Case Overview

Legal Principle at Issue

Whether, consistent with the First Amendment, a public figure can recover libel damages from the publisher of an article that attributes altered quotations to the public figure.


Reversed and remanded. Petitioning party received a favorable disposition.


During 1982 and 1983 writer Janet Malcolm frequently interviewed Jeffrey Masson for an article she was writing about the Sigmund Freud Archives. Mr. Masson had worked as the Projects Director of the Archives until his disenchantment with psychoanalysis led to his termination. Six passages in the article contained quotations from Mr. Masson that Mr. Masson claimed he never made. Ms. Malcolm's 40 hours of taped interviews demonstrated that the quotations either were never made or had been altered in varying degrees. Mr. Masson sued for libel, but the trial court dismissed the suit on the grounds that the altered quotations either were substantially true or rational interpretations of statements that Mr. Masson had made. The Ninth Circuit Court of Appeals affirmed on similar grounds, holding that Mr. Masson could not prove that Ms. Malcolm had published the altered quotations knowing that their meaning was false.

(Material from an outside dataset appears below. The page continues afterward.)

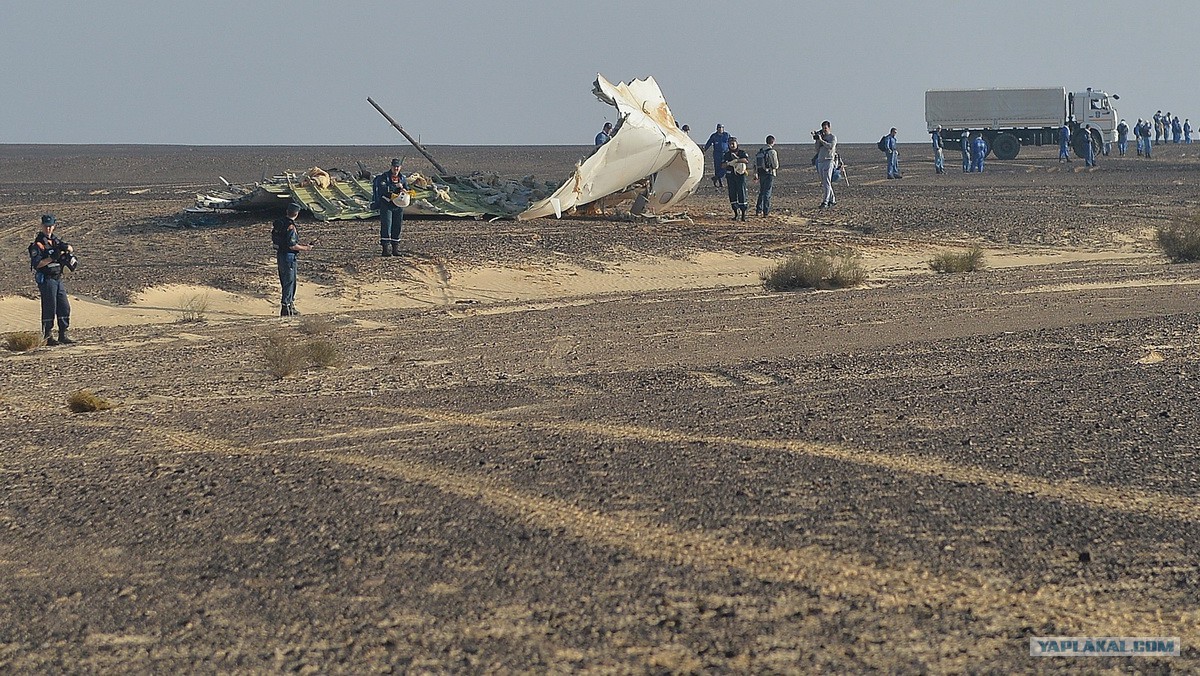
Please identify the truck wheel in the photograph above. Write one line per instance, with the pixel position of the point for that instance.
(1079, 142)
(1006, 147)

Under the First Amendment, a public figure cannot prevail in a libel action unless he or she proves that the author knew that the alleged defamatory statement was false or acted with reckless disregard as to the statement's truth. The public figure also must prove that the statement injures his reputation and is not at least substantially true. Gertz v. Robert Welch, Inc., 418 U.S. 323 (1974).

Importance of Case

The Court had never before addressed this issue and it resisted the temptation offered by Justices White and Scalia to hold that any altered quotation could be used to establish knowing falsity. The Court held that the deliberate alteration of quoted material can demonstrate a sufficient knowledge of falsity if the alteration results in a material change in the meaning conveyed by the statement. This holding is consistent with the Court's prior rulings concerning actual malice, i.e., knowing falsity or reckless disregard for the truth, and substantial truth.